110円(税込)の古本を読んで得た知性とはこんなもの(消費税変更に合わせて改題)。

<中間者>の哲学(市川浩著)

 このサイトで市川浩氏の著作を少しでも紹介できるのはとても嬉しいことだ。
 ただ、既に故人となってしまったことが悔やまれる。

 さて、本書は1990年に刊行された著作だが、市川氏の「身体論」を核にする様々な論点が考察される。
 本書の題名にある「中間者」は、様々な、現実的な世界の間に存在する人間を指し、また、市川氏の身体論でも述べているように、複雑な、多面性を帯びた、仲介者(中間者)である存在は、例えば、善悪、天国地獄などのような、単純な2項対立では表せない事を示す。
 また、「自者でありまた他者である」ように、少なくとも2面性を持つ人間は、全体(抽象的な意味での神)にはなりえず、部分としてその存在の矛盾に悩むこと(多分、そういう風に自発的に悩めばだが)があるという事になる。
 本書を読んでいて、例えば、近代の哲学は、これも近代に一斉風靡した、T型フォードの製造ラインの様に、非常に目的的で洗練されている様に思う、しかし、その目的である「T型フォード」の位置づけが、GMのデザイン戦略により、大衆の嗜好(目的性)が変えられてしまうと、その位置づけが急速に失われてしまうことを考えていた。
 そこには、哲学(思想)が、永遠や無限というものを参照しながら、そういう「モノ」になり得ない者(人間)の思索という、少し寂しい道理を感じてしまう。

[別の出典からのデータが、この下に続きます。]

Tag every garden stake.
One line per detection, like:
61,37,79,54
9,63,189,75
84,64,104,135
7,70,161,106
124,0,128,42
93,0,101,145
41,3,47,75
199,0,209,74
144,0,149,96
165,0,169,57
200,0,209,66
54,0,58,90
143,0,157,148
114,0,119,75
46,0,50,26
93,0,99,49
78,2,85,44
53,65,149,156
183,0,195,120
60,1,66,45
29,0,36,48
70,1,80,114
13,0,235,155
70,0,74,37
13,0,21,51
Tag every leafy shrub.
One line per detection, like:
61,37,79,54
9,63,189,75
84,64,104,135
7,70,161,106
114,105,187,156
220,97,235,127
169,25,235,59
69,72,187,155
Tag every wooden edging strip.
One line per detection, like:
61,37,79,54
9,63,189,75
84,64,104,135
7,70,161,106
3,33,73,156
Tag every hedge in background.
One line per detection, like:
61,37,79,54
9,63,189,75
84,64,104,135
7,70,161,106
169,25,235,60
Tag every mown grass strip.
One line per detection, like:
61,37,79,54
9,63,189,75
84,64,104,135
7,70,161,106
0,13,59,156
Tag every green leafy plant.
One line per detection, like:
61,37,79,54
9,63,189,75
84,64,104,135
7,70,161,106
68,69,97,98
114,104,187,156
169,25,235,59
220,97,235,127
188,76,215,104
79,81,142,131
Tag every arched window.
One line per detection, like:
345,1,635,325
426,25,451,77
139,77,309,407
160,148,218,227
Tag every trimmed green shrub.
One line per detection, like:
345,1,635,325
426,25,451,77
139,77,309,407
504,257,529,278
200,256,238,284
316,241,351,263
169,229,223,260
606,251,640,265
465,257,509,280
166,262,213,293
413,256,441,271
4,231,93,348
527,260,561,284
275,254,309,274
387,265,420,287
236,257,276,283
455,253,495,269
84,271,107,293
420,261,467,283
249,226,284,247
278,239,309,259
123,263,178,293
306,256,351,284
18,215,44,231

 ドゥルーズは、現在を分裂病的な世の中だと言い、浅田彰氏も、スキゾ(分裂病)的だと、ドゥルーズの説を支持したと思うが、今頃になって、世の中は、そのとおり「分裂症的」だと思えるようになってきた。
 そして、その後ろにある、ニーチェの「ニヒリズム」に関して示唆も、何となく実感できる。
 (今回の参議院選挙など、分裂病的で虚無的(ニヒリズム)な選挙では無いのかと思ってしまう)

 そういう背景の一つである、ヒューマニズムや行過ぎた合理主義に対して、市川氏は身体論から派生した「中間者」という捕らえ方で、より複雑な現状を、悪く言ってしまえば「錯綜した」哲学を考えているように思う。
 そして、それには、非常に難しい課題があるのだろうが、私的には、現実的な考え方であるように思う。